Hier soir au Brady était projeté le court métrage de Sonia Cruchon, À quoi rêvent les têtes de veau, une fiction freudienne de 16 minutes où elle règle le sort du loup en deux coups de fourchette à peau, et même de seconde peau... Car sa tête de veau, Sonia l'a mitonnée aux petits oignons. Attrapant le taureau par les cornes, elle a soigné son premier film comme le meilleur praticien, comprenant que nous nous faisons tous et toutes du cinéma. On se raconte des histoires, comme jadis nos parents pour que nous nous endormions. Le film, bouleversant de poésie brute, dresse un pont entre les interrogations de l'enfance et les énigmes de l'âge adulte. Entre les deux, on esquisse des réponses, qui, si elles rassurent, se révèleront forcément fausses.

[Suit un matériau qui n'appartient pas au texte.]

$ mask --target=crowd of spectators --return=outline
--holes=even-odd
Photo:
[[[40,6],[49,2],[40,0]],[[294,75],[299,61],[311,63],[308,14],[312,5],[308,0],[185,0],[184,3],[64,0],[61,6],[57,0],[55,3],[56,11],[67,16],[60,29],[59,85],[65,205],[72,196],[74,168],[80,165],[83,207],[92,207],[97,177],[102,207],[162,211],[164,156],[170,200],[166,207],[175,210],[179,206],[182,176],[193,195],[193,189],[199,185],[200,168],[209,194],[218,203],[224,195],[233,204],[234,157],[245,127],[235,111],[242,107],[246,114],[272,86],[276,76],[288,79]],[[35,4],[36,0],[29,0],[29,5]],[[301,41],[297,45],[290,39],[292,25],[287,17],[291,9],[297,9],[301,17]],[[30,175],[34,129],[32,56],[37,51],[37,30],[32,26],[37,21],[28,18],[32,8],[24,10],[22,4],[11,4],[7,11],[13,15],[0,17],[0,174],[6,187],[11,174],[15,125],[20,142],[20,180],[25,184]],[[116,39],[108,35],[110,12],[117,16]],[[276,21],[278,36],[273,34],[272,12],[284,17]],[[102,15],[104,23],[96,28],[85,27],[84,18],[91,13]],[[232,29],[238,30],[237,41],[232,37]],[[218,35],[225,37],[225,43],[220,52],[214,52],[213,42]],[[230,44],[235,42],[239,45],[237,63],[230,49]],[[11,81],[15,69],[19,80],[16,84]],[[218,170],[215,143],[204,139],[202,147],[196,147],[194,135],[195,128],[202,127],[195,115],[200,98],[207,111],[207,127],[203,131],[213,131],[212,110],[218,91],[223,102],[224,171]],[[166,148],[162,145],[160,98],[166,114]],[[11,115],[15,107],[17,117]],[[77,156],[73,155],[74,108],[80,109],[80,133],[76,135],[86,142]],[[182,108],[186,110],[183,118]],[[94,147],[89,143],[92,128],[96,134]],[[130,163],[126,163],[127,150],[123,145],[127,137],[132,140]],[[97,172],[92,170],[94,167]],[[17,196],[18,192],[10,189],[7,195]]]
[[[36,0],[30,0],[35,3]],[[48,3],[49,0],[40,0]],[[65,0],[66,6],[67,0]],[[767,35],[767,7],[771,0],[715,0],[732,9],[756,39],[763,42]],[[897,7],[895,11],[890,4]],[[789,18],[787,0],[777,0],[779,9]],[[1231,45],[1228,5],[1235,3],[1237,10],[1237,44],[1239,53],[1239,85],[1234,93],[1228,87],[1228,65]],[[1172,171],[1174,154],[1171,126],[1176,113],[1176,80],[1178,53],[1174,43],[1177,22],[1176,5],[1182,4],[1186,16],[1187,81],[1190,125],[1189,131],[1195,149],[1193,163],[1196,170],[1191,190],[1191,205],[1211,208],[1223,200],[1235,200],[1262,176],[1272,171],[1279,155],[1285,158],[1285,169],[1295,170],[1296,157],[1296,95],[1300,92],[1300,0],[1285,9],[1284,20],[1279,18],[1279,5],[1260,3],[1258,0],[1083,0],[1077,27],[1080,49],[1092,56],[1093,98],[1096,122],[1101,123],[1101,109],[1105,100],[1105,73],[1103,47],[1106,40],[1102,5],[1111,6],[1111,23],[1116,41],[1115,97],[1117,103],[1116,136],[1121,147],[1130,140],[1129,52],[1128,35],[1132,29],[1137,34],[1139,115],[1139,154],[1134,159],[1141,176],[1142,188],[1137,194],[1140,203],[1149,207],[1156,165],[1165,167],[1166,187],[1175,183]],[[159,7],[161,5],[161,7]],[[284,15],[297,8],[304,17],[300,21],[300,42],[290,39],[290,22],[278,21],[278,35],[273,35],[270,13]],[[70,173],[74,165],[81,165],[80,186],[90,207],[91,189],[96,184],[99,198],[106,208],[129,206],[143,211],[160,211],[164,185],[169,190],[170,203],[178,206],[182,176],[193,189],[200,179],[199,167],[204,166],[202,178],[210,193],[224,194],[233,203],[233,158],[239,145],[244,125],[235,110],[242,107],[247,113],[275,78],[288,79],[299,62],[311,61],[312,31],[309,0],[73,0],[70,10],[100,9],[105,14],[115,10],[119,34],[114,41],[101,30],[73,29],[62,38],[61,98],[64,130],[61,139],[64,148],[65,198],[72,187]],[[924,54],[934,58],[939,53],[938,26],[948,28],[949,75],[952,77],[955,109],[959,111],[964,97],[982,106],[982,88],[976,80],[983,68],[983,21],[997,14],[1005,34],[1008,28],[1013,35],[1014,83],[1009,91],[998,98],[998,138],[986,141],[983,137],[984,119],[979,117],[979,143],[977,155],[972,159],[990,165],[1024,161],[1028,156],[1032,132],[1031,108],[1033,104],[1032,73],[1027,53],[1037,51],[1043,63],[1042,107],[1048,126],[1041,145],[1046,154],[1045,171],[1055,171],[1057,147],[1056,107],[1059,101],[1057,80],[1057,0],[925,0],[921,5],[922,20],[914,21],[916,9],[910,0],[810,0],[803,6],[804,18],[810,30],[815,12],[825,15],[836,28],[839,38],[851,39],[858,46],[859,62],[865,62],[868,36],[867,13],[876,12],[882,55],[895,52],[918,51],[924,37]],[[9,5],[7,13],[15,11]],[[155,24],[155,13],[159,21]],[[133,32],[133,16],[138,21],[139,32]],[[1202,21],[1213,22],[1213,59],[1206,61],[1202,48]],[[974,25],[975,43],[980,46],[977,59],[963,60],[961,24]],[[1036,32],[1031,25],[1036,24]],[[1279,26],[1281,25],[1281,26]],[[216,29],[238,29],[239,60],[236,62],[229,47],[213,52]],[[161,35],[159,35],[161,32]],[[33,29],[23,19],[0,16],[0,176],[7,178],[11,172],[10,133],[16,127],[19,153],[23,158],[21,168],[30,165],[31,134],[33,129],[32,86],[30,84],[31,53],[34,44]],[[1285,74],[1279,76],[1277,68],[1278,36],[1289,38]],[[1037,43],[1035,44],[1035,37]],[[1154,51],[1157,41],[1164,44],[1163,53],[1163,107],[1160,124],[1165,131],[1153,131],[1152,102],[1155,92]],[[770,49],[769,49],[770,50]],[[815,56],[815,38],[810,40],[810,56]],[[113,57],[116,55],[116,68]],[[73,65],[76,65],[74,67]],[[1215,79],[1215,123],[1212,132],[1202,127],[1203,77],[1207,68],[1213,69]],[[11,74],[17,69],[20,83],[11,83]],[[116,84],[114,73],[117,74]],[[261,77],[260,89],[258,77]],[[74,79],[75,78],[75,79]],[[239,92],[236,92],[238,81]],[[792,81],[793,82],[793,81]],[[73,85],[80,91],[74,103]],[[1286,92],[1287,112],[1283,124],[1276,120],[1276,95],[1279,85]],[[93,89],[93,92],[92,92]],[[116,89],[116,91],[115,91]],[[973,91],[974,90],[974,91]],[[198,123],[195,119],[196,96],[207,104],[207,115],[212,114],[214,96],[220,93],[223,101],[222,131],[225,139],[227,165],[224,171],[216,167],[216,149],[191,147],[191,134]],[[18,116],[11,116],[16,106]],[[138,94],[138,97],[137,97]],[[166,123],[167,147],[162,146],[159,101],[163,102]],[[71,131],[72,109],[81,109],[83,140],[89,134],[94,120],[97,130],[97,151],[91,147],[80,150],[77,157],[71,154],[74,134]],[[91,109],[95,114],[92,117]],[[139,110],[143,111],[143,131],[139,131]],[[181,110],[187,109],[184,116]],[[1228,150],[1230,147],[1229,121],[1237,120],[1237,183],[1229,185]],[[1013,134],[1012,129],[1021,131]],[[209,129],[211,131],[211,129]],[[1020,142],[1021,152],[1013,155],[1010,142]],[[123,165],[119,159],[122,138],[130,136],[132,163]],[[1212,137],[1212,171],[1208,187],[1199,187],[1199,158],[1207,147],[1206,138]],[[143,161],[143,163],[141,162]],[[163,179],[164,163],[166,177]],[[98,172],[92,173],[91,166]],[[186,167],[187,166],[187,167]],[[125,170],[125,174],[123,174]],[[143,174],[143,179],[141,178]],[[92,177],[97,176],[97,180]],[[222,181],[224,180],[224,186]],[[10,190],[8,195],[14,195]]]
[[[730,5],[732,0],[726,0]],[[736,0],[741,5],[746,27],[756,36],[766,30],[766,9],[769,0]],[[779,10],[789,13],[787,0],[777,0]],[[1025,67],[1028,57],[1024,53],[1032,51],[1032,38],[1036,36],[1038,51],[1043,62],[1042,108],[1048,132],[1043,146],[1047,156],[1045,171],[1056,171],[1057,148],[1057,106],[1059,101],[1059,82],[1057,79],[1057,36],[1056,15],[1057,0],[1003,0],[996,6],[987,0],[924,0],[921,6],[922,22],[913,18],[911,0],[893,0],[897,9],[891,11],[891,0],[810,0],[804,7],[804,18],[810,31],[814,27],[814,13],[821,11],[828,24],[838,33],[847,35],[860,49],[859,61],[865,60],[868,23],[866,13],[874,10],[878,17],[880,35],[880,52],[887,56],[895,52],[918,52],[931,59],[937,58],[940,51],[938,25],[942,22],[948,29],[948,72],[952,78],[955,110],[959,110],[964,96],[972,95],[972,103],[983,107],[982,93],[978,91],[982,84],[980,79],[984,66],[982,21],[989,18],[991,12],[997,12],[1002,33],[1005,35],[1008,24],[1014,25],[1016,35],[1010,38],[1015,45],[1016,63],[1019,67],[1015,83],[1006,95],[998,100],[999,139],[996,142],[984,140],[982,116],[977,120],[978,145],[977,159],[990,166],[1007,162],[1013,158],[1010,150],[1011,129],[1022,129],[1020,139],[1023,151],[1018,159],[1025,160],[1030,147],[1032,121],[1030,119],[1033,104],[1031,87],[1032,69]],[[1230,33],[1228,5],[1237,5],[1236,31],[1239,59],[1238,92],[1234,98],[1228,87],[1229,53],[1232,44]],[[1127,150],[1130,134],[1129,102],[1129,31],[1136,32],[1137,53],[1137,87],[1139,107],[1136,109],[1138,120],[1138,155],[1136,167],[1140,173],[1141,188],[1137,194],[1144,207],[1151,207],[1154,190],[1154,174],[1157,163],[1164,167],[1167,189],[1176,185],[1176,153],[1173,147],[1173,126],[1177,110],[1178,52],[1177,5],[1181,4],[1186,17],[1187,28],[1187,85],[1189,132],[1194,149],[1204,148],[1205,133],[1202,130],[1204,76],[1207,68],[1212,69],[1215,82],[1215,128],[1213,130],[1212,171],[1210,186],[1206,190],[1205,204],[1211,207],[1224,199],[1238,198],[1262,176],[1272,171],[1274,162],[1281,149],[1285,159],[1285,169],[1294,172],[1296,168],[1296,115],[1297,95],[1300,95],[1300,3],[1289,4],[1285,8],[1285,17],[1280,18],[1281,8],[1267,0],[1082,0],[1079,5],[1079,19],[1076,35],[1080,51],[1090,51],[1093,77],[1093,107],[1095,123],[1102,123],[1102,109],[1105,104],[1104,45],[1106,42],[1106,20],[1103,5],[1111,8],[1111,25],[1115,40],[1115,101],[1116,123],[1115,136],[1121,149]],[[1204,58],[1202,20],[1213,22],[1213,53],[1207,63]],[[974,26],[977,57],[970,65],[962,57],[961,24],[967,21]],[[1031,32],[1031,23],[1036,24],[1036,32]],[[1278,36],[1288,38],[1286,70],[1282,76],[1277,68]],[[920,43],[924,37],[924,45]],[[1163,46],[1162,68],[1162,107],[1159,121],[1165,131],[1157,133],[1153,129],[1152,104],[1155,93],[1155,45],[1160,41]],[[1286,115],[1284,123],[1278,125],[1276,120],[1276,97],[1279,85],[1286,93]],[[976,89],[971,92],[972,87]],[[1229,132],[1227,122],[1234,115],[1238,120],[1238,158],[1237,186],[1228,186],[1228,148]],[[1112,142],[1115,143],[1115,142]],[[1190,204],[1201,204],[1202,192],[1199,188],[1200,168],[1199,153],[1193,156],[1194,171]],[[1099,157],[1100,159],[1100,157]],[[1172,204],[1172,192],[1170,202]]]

Alors si vous désirez tout savoir sur le sexe des anges, pourquoi Dreyer aimait les moulins à vent, combien de visages peut prendre une vie sage, si la mémoire nous joue des tours, vous ferez chou blanc. Le film est une œuvre ouverte que chacun assaisonnera à sa sauce. Rite de passage ou jeu de cache-cache avec les sens, le cinéma est la réunion d'images et de sons qui se complètent, le montage jouant à saute-mouton avec le temps et la lumière se gardant bien de mépriser les zones d'ombre. À quoi rêvent les têtes de veau est un film personnel nous permettant d'y trouver nos propres références, et de rêver, longtemps après que la salle fût rallumée.